To provide the opportunity for employees to get involved with community causes, CEOs should consider forming a personalised relationship with a small to medium-sized charity. Don’t let your imagination be limited in how you can work together with a not for profit or charity, whether it be through offering your time, skills, fundraising support and so on. The possibilities are endless!
Here are 5 excellent ways CEOS and employees alike can get involved with a worthy cause:
1. Get a team together for a fundraising event.
Get a team together and fundraise for your chosen charity while participating in a fun event, whether it be a BBQ with gold coin donations or a sponsored initiative like a running race.
Getting a team together to fundraise for a worthy cause is a great opportunity for team bonding. One of our biggest contributors at Stepping Stone House is Kennards Hire, who enters a team in our annual Sailing Regatta and overnight fundraiser, Sleep Under the Stars, coming up in October.
CEO Angus Kennard sees these fundraisers as important team-building experiences for the organisation: “Working together to build a shelter for Sleep Under the Stars is a fun and challenging experience for the Kennards team. We look forward to it every year and feel good knowing we’re making a life-changing difference to formerly homeless young people.”
2. Volunteer your time and skills.
Volunteering your time and skills to a charity is another excellent way to get directly involved.

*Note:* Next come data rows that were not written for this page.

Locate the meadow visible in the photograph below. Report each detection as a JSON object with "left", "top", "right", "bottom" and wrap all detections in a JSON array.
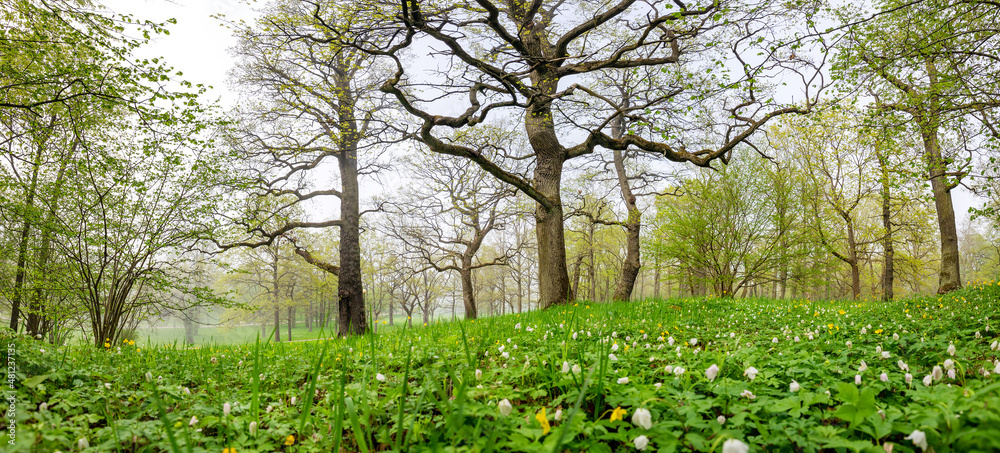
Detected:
[{"left": 5, "top": 282, "right": 1000, "bottom": 453}]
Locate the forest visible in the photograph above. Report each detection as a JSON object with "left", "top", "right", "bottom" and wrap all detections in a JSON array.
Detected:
[{"left": 0, "top": 0, "right": 1000, "bottom": 453}]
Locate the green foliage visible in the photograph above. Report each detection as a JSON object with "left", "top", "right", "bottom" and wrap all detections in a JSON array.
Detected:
[{"left": 11, "top": 282, "right": 1000, "bottom": 452}]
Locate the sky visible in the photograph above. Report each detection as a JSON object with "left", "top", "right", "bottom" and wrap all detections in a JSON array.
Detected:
[
  {"left": 101, "top": 0, "right": 262, "bottom": 106},
  {"left": 101, "top": 0, "right": 981, "bottom": 223}
]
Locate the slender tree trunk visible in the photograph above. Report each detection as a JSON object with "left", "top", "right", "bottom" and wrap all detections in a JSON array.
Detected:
[
  {"left": 459, "top": 257, "right": 479, "bottom": 319},
  {"left": 10, "top": 144, "right": 44, "bottom": 333},
  {"left": 878, "top": 148, "right": 895, "bottom": 302}
]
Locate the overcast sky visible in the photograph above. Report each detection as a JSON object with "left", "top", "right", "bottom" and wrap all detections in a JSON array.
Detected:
[
  {"left": 102, "top": 0, "right": 980, "bottom": 223},
  {"left": 101, "top": 0, "right": 261, "bottom": 106}
]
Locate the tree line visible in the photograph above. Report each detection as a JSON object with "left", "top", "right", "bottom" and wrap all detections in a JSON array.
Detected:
[{"left": 0, "top": 0, "right": 1000, "bottom": 347}]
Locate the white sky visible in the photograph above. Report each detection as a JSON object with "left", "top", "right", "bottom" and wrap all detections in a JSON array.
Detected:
[{"left": 101, "top": 0, "right": 981, "bottom": 223}]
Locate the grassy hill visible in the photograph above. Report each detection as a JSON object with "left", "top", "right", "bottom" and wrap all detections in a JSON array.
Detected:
[{"left": 7, "top": 282, "right": 1000, "bottom": 453}]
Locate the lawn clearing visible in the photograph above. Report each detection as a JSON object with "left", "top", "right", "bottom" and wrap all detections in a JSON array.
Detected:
[{"left": 8, "top": 283, "right": 1000, "bottom": 453}]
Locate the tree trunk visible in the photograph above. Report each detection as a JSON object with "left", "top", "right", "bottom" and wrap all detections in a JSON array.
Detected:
[
  {"left": 459, "top": 260, "right": 479, "bottom": 319},
  {"left": 337, "top": 136, "right": 368, "bottom": 336},
  {"left": 524, "top": 75, "right": 575, "bottom": 308},
  {"left": 878, "top": 153, "right": 895, "bottom": 302},
  {"left": 848, "top": 221, "right": 861, "bottom": 300},
  {"left": 10, "top": 144, "right": 44, "bottom": 333},
  {"left": 921, "top": 121, "right": 962, "bottom": 294}
]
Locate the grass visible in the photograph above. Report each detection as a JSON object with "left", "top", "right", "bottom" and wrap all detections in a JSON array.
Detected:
[{"left": 7, "top": 283, "right": 1000, "bottom": 453}]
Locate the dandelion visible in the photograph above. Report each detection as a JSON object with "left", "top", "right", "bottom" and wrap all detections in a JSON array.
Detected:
[
  {"left": 632, "top": 407, "right": 653, "bottom": 429},
  {"left": 905, "top": 429, "right": 927, "bottom": 451},
  {"left": 497, "top": 398, "right": 514, "bottom": 417},
  {"left": 632, "top": 436, "right": 649, "bottom": 450},
  {"left": 535, "top": 406, "right": 552, "bottom": 436},
  {"left": 704, "top": 363, "right": 719, "bottom": 380},
  {"left": 722, "top": 439, "right": 750, "bottom": 453}
]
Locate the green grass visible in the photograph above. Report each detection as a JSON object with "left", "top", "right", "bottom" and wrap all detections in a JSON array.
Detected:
[{"left": 7, "top": 284, "right": 1000, "bottom": 453}]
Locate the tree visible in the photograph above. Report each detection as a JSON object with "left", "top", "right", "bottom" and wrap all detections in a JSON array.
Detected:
[
  {"left": 354, "top": 0, "right": 828, "bottom": 307},
  {"left": 657, "top": 154, "right": 794, "bottom": 297},
  {"left": 384, "top": 151, "right": 521, "bottom": 319},
  {"left": 223, "top": 0, "right": 400, "bottom": 335},
  {"left": 836, "top": 0, "right": 1000, "bottom": 293}
]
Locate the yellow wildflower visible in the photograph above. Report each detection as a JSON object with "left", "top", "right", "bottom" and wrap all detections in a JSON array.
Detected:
[{"left": 535, "top": 407, "right": 552, "bottom": 436}]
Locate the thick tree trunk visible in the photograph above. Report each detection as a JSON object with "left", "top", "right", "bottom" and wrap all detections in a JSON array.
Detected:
[
  {"left": 459, "top": 262, "right": 479, "bottom": 319},
  {"left": 921, "top": 124, "right": 962, "bottom": 294},
  {"left": 337, "top": 132, "right": 368, "bottom": 336}
]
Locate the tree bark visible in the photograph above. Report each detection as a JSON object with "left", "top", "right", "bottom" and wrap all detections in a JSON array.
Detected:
[
  {"left": 877, "top": 148, "right": 895, "bottom": 302},
  {"left": 459, "top": 262, "right": 479, "bottom": 319},
  {"left": 10, "top": 139, "right": 44, "bottom": 333},
  {"left": 921, "top": 121, "right": 962, "bottom": 294}
]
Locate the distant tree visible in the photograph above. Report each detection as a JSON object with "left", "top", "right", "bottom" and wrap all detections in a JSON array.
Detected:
[
  {"left": 350, "top": 0, "right": 818, "bottom": 307},
  {"left": 223, "top": 0, "right": 393, "bottom": 335},
  {"left": 383, "top": 151, "right": 520, "bottom": 319},
  {"left": 836, "top": 0, "right": 1000, "bottom": 293}
]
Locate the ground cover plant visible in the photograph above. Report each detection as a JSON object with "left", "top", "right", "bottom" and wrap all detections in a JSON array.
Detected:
[{"left": 5, "top": 282, "right": 1000, "bottom": 453}]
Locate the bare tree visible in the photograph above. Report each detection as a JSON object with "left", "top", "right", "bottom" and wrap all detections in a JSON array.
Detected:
[
  {"left": 341, "top": 0, "right": 820, "bottom": 307},
  {"left": 223, "top": 1, "right": 400, "bottom": 335},
  {"left": 384, "top": 151, "right": 521, "bottom": 319}
]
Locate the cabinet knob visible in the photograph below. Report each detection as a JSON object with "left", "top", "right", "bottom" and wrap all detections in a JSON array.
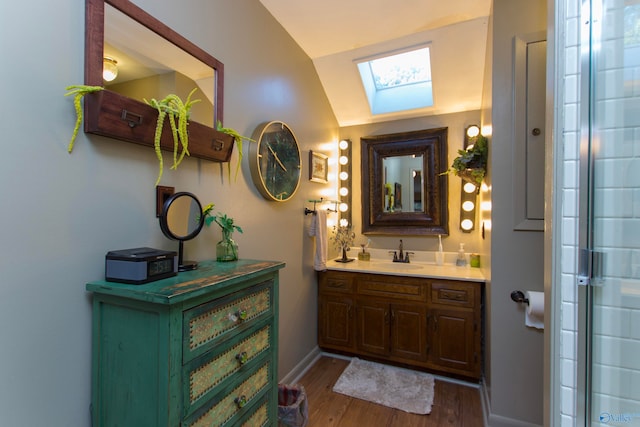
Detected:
[
  {"left": 236, "top": 351, "right": 249, "bottom": 365},
  {"left": 233, "top": 394, "right": 247, "bottom": 408}
]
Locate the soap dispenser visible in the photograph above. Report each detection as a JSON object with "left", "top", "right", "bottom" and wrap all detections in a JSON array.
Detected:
[
  {"left": 456, "top": 243, "right": 467, "bottom": 267},
  {"left": 436, "top": 234, "right": 444, "bottom": 265}
]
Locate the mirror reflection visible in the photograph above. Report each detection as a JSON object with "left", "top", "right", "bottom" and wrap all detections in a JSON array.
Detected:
[
  {"left": 360, "top": 128, "right": 449, "bottom": 235},
  {"left": 382, "top": 154, "right": 423, "bottom": 213},
  {"left": 160, "top": 192, "right": 204, "bottom": 271},
  {"left": 104, "top": 4, "right": 215, "bottom": 127}
]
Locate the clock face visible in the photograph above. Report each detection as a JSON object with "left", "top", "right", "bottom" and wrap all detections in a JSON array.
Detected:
[{"left": 250, "top": 121, "right": 302, "bottom": 202}]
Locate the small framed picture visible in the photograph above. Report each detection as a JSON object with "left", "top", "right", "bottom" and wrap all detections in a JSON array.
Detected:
[{"left": 309, "top": 150, "right": 329, "bottom": 184}]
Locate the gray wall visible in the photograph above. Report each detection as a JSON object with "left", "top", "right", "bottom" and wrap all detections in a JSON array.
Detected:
[
  {"left": 483, "top": 0, "right": 546, "bottom": 427},
  {"left": 0, "top": 0, "right": 338, "bottom": 427}
]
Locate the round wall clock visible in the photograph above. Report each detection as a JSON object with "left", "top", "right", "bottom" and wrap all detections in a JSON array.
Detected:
[{"left": 249, "top": 121, "right": 302, "bottom": 202}]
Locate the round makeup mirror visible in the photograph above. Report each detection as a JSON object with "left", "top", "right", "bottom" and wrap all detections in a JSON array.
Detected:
[{"left": 160, "top": 191, "right": 204, "bottom": 271}]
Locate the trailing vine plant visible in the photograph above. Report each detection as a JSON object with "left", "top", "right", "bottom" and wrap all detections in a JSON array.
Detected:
[
  {"left": 216, "top": 120, "right": 256, "bottom": 181},
  {"left": 144, "top": 88, "right": 200, "bottom": 185},
  {"left": 64, "top": 85, "right": 104, "bottom": 153}
]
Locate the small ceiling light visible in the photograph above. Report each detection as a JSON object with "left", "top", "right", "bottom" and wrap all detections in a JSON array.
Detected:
[{"left": 102, "top": 56, "right": 118, "bottom": 82}]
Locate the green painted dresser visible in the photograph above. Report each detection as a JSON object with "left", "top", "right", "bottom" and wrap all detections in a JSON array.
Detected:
[{"left": 86, "top": 260, "right": 284, "bottom": 427}]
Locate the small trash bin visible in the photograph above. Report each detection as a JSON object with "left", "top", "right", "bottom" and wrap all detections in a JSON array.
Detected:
[{"left": 278, "top": 384, "right": 309, "bottom": 427}]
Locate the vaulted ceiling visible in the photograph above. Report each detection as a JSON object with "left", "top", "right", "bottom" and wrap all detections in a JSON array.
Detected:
[{"left": 260, "top": 0, "right": 491, "bottom": 126}]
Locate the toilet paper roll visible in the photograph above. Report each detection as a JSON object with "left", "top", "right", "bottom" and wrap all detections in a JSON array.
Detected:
[{"left": 524, "top": 291, "right": 544, "bottom": 329}]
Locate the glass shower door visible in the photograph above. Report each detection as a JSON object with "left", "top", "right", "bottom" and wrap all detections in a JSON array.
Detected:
[{"left": 578, "top": 0, "right": 640, "bottom": 426}]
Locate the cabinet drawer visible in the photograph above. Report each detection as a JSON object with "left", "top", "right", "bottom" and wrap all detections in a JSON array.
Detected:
[
  {"left": 183, "top": 281, "right": 273, "bottom": 362},
  {"left": 431, "top": 282, "right": 479, "bottom": 308},
  {"left": 183, "top": 362, "right": 273, "bottom": 427},
  {"left": 357, "top": 276, "right": 428, "bottom": 301},
  {"left": 318, "top": 272, "right": 353, "bottom": 293},
  {"left": 184, "top": 324, "right": 272, "bottom": 414}
]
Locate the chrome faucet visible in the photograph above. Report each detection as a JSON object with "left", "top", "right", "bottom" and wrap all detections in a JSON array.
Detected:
[{"left": 389, "top": 239, "right": 413, "bottom": 263}]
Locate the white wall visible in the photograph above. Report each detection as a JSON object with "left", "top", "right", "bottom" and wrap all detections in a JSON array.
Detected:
[{"left": 0, "top": 0, "right": 338, "bottom": 427}]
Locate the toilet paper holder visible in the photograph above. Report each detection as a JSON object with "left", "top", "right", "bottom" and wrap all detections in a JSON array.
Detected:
[{"left": 511, "top": 291, "right": 529, "bottom": 305}]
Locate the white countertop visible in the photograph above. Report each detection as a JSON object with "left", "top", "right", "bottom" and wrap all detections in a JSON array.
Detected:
[{"left": 327, "top": 259, "right": 485, "bottom": 282}]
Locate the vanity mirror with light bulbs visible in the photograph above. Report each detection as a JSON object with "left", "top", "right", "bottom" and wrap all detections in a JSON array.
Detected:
[
  {"left": 360, "top": 128, "right": 449, "bottom": 235},
  {"left": 84, "top": 0, "right": 234, "bottom": 162}
]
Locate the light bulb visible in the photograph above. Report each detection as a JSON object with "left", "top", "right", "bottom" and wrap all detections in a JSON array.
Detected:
[
  {"left": 102, "top": 56, "right": 118, "bottom": 82},
  {"left": 467, "top": 125, "right": 480, "bottom": 138},
  {"left": 462, "top": 182, "right": 476, "bottom": 194}
]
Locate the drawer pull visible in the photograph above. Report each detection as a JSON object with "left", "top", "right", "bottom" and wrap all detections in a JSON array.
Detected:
[
  {"left": 442, "top": 291, "right": 466, "bottom": 301},
  {"left": 229, "top": 310, "right": 247, "bottom": 322},
  {"left": 233, "top": 394, "right": 247, "bottom": 408},
  {"left": 236, "top": 351, "right": 249, "bottom": 365}
]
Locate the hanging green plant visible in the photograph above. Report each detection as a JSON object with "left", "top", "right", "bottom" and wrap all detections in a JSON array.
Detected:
[
  {"left": 144, "top": 88, "right": 200, "bottom": 186},
  {"left": 441, "top": 135, "right": 489, "bottom": 185},
  {"left": 64, "top": 85, "right": 104, "bottom": 153},
  {"left": 216, "top": 120, "right": 256, "bottom": 180}
]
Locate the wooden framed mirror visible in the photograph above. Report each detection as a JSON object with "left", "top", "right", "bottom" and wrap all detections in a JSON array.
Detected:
[
  {"left": 360, "top": 128, "right": 449, "bottom": 235},
  {"left": 84, "top": 0, "right": 234, "bottom": 162}
]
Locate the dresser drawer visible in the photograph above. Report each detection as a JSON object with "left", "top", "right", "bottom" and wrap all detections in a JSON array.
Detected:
[
  {"left": 183, "top": 280, "right": 273, "bottom": 362},
  {"left": 183, "top": 361, "right": 273, "bottom": 427},
  {"left": 318, "top": 272, "right": 353, "bottom": 293},
  {"left": 240, "top": 394, "right": 275, "bottom": 427},
  {"left": 431, "top": 281, "right": 480, "bottom": 308},
  {"left": 184, "top": 324, "right": 273, "bottom": 414}
]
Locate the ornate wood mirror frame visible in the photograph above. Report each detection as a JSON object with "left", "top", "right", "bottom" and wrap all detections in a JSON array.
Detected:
[
  {"left": 84, "top": 0, "right": 233, "bottom": 162},
  {"left": 360, "top": 128, "right": 449, "bottom": 235}
]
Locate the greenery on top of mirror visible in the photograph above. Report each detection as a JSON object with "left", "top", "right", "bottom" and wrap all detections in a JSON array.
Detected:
[
  {"left": 443, "top": 135, "right": 489, "bottom": 185},
  {"left": 64, "top": 85, "right": 104, "bottom": 153},
  {"left": 144, "top": 88, "right": 200, "bottom": 186}
]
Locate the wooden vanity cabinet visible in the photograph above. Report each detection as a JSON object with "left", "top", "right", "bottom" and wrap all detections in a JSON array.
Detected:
[
  {"left": 318, "top": 272, "right": 355, "bottom": 351},
  {"left": 318, "top": 270, "right": 482, "bottom": 379}
]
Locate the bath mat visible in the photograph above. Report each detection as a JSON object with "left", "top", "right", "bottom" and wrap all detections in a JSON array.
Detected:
[{"left": 333, "top": 357, "right": 435, "bottom": 415}]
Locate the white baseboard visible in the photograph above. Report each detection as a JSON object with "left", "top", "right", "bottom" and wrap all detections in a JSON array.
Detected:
[
  {"left": 280, "top": 346, "right": 322, "bottom": 384},
  {"left": 480, "top": 381, "right": 541, "bottom": 427}
]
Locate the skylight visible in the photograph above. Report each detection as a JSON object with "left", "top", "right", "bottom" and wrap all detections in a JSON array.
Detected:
[{"left": 358, "top": 47, "right": 433, "bottom": 114}]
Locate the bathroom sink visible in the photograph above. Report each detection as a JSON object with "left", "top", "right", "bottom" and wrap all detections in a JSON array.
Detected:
[{"left": 372, "top": 261, "right": 423, "bottom": 270}]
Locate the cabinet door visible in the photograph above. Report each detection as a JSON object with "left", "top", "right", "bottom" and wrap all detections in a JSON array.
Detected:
[
  {"left": 391, "top": 304, "right": 427, "bottom": 362},
  {"left": 429, "top": 309, "right": 480, "bottom": 377},
  {"left": 318, "top": 295, "right": 355, "bottom": 350},
  {"left": 357, "top": 299, "right": 390, "bottom": 356}
]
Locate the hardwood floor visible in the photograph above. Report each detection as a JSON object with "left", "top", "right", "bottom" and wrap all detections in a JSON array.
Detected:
[{"left": 299, "top": 356, "right": 483, "bottom": 427}]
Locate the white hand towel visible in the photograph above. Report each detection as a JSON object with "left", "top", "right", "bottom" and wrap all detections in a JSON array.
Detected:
[{"left": 309, "top": 209, "right": 327, "bottom": 271}]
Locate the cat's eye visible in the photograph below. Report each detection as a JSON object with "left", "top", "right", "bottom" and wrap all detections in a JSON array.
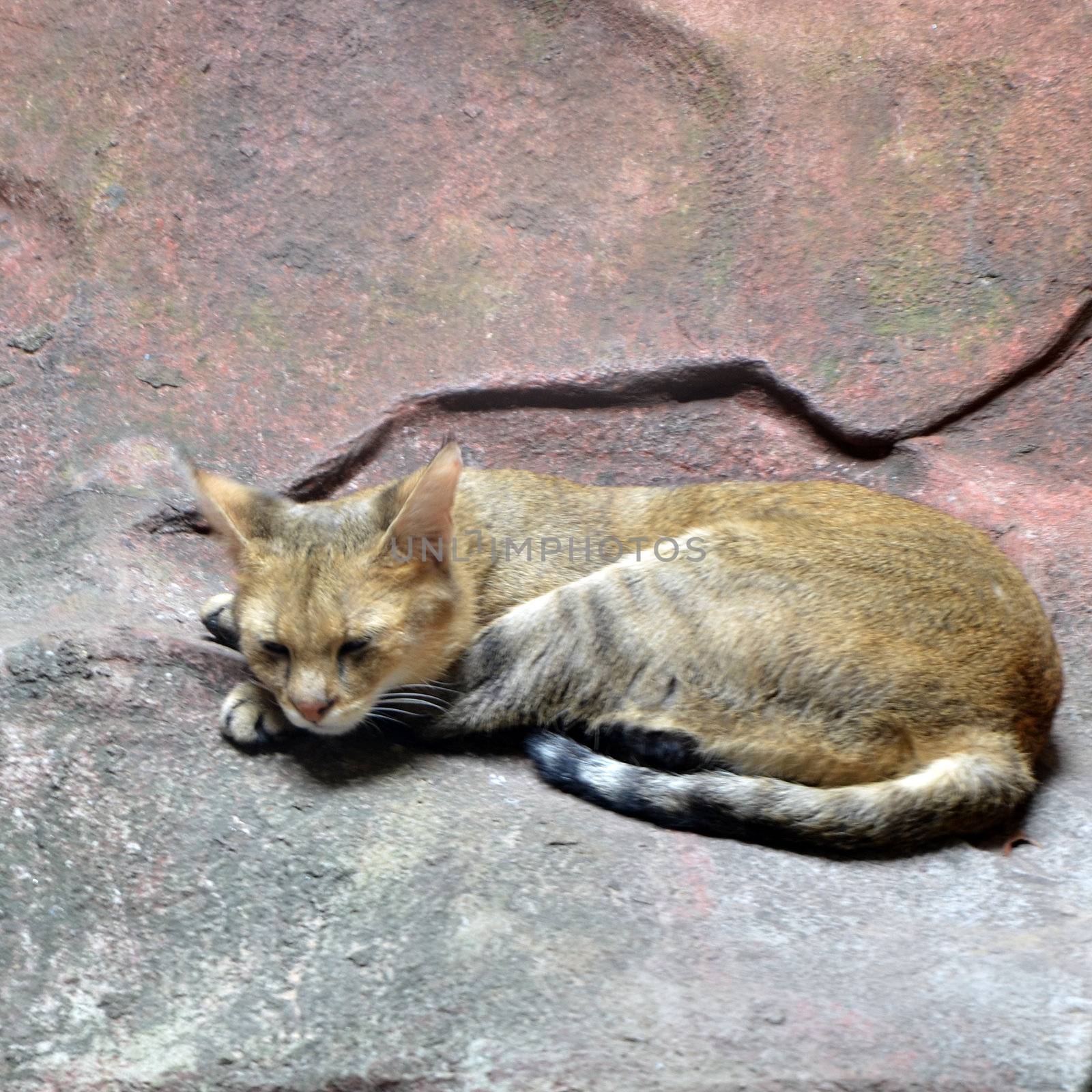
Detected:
[{"left": 337, "top": 637, "right": 371, "bottom": 657}]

Whether your expertise lies in accounting, IT or acting, your pro bono knowledge and advice can make all the difference to disadvantaged people and communities.
At Stepping Stone House, we have 160 volunteers from a diverse range of sectors, who regularly devote their time and skills across 40 different volunteer roles. We also host corporate volunteering days such as Working Bees and Backyard Blitzes, which anyone can get involved with, no matter their skill level or background.
3. Donate an experience that’s aligned with your brand.
Why not make a difference by donating an enjoyable experience to a charity? This experience should be aligned with both the values and service offerings of your organisation, and the values and interests of the charity.
For example, we have a special partnership with Universal Sony Pictures Home Entertainment (UNISPHE) at Stepping Stone House. After participating in a working bee with us, Managing Director Jim Bachelor and his team saw an opportunity to create a wonderful childhood memory by opening up their VIP theatre normally used for movie premiers to our formerly homeless and disadvantaged young people just before Christmas each year.
4. Become a mentor or role model for a disadvantaged person.
Are you a high achiever, world-wise, empathetic and a good communicator? Do you love inspiring and listening to others? Becoming a mentor or role model for someone less fortunate than yourself can be a hugely rewarding experience for both parties.
One of our ambassadors, Ray Sykes, became a role model for Stepping Stone House when he started coming along on our outdoor education activities, such as hikes. His interest in the outdoors and rapport with young people means he has a very positive influence on our residents.
“I really love the focus Stepping Stone House has on outdoor activities like camping and hiking. These activities teach young people to push through their comfort zone, to work as a team and to trust others,” he said.
5. Donate funds or items to the cause.
Last but not least, your organisation can get involved with a charity by donating funds or items. You can set up a recurring donation or a workplace-giving initiative where employees make donations pre-tax. You can also donate items that the charity might be in need of, such as clothes, books, electronics, furniture or toiletries.